Each different source of funds is an investor in the fund.  For example, a city that invests gross proceeds of a bond issue and receipts from taxes in a commingled fund is treated as two different investors.

The definition of commingled fund in Treas. Reg. 1.148-1 applies for purposes of Treas. Reg. 1.141-0 through 1.141-16.

There is a reference to a commingled fund concept in Treas. Reg. 1.141-1, which relates to a matter not related to this topic. (But, on a related matter, are there any private business use issues when reserve fund moneys from a reserve fund, originally funded with tax-exempt bond proceeds, are used to pay debt service on a taxable bond? Probably not if the reserve purpose is a neutral cost?)

There are reference to payments and receipts in connection with commingled funds in Treas. Reg. 1.148-3(d)(1)(i), (2)(i) and (3).

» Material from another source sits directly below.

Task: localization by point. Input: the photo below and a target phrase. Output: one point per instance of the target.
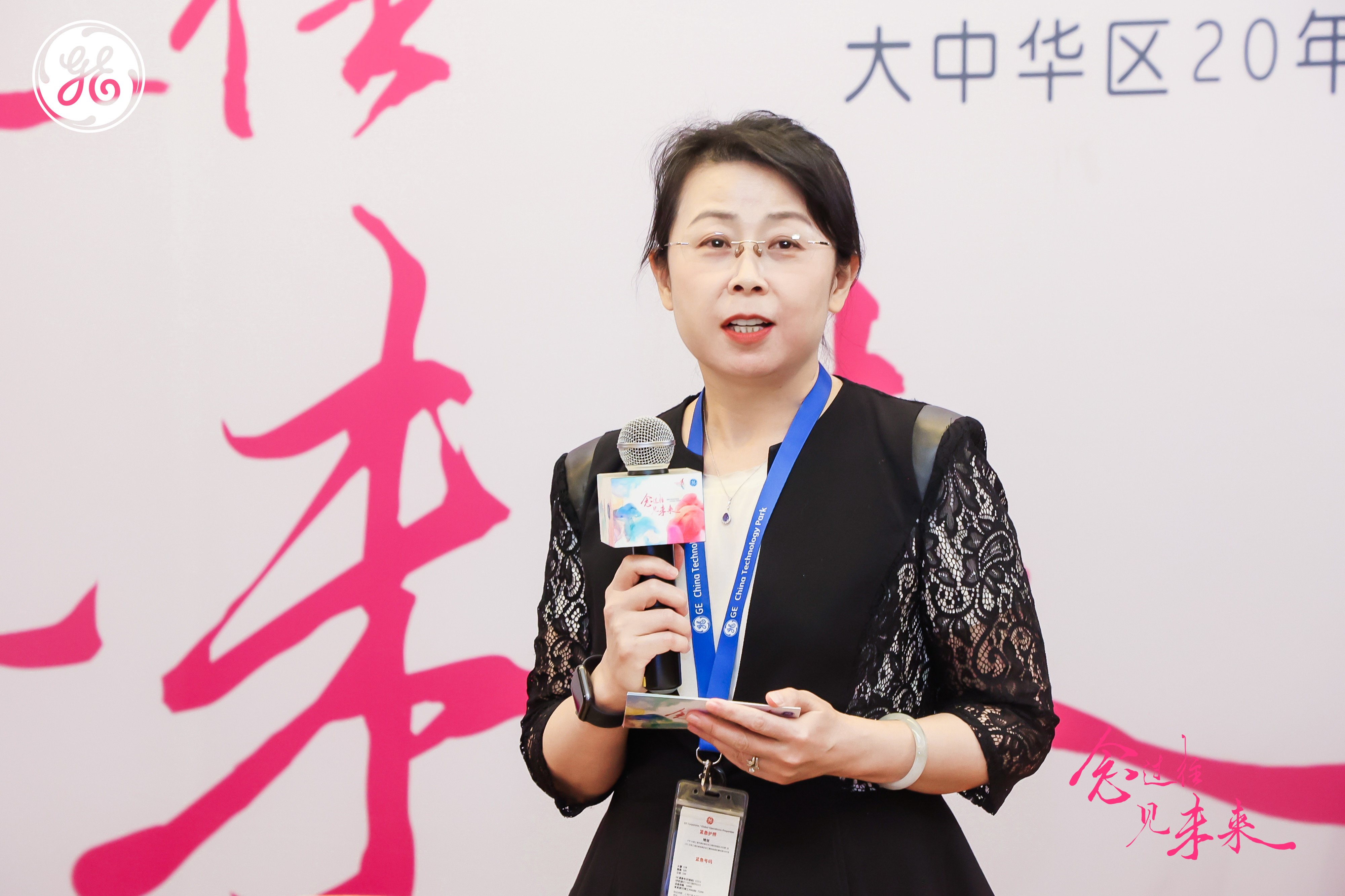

Exception for Commingled Funds Serving as Common Reserve Funds or Sinking Funds:

Notwithstanding the annual reasonable ratable allocation method required by paragraph (e)(2) of the regulations section, if a commingled fund serves as a common reserve fund, replacement fund or sinking fund for two or more issues (a commingled reserve), after making reasonable adjustments to account for proceeds allocated under paragraphs (b)(1) (the one-issue rule and general ordering rules)and (b)(2) (the universal cap on value of nonpurpose investments allocated to an issue rule), investments held by that commingled fund must be allocated ratably among the issues served by the commingled fund in accordance with one of the following methods:

  1. the relative values of the bonds of those issues under Treas. Reg. 1.148-4(e) (plain par bonds are valued at outstanding stated principal amount, plus accrued unpaid interest; other bonds are valued at their present value on that date);
  2. the relative amounts of the remaining maximum annual debt service requirements on the outstanding principal amounts of those issues; or
  3. the relative original stated principal amounts of the outstanding issues.

While exempt from the mark-to-market requirements described under the prior heading, investments in the reserve fund must still be valued at fair market value the first time they are allocated to proceeds. Treas. Reg. 1.148-5(d)(3).

An issuer must make any allocations required by this paragraph as of a date at least every 3 years and as of each date that an issue first becomes secured by the commingled reserve.  If relative original principal amounts are used to allocate, allocations must also be made on the retirement of any issue secured by the commingled reserve.

The exception for commingled reserve funds provides for the following test upon each new bond issue that is secured by the fund: (1) make sure not more than 10% of the sale proceeds of the new bonds are deposited to the reserve fund; (2) allocate the reserve fund and make sure that the portion allocable to the new bonds does not exceed the lesser of the three-prong reasonableness test for reserve funds.  The additional bonds test and definition of reserve requirement should reflect this test.

Refunding Question

Is the use of a parity reserve fund for the purposes of the fund a refunding of one issue with proceeds of another?  No.  In PLR 200441021, Congress’ intent is quoted as follows:

To rule that the use of a parity reserve under the specific conditions for which the reserve expressly was established is a refunding would place significant constraints on the function and utility of parity reserve funds, constraints that we do not believe Congress intended. In this case, however, Issuer’s proposed use of the amounts in the Reserve Fund is not under such conditions. Nevertheless, based on the facts and circumstances, we conclude that the proposed use is not a refunding.

Rulings Relating to Commingled Funds

PLR 200036033 (Jun. 7, 2000): Relates to Treas. Reg. 1.148-6(d)(6) – Expenditures of certain commingled investment proceeds of governmental issues.

FSA 001709 (Jan. 31, 2004):  Municipal bonds; litigation hazards; investment yield; management fee; safe harbors; arbitrage bonds.